As we’ve discussed previously, efficient systems require feedback. Without the feedback of the pain that comes from making an incorrect decision, bureaucrats have no incentive to be good shepherds of taxpayer dollars.
For example, the federal government “invested” $527 million in the solar energy company Solyndra. These dollars have been (according to various accounts) diverted to the pockets of Solyndra corporate officers, squandered, kicked-back to corrupt Obama administration officials, or (at best) lost in a noble effort to put Americans back to work. In any event, taxpayers have seen $527 million of their money go down the drain.
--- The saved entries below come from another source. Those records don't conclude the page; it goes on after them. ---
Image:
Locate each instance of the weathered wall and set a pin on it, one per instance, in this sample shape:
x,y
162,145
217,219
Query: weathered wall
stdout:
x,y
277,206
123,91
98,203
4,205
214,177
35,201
The reason why this sort of outrage happens when the feds “invest” is simple: it’s not their money. As we all know, it’s easy to invest/gamble/have parties with other people’s money. Therefore one could reasonably ask, why not make it a requirement for every government official to have a stake in the outcome of every “investment”? (This is just for argument’s sake. Since there is no apparent Constitutional authority for the federal government to funnel taxpayer money into private enterprises, Solyndra-type expenditures should not even be taking place.)
In other words, if the investment is a bust, as was Solyndra, then the loss comes out of the bureaucrats’ pay checks. Let’s see, $527 million divided by approximately 16,000 direct Department of Energy employees equals about $33,000 per employee. Wow, no bonus this Christmas!
What if the investment is a success? Based on the government’s track record that would be highly unlikely, but if it should ever occur, we the people can work out an appropriate bonus.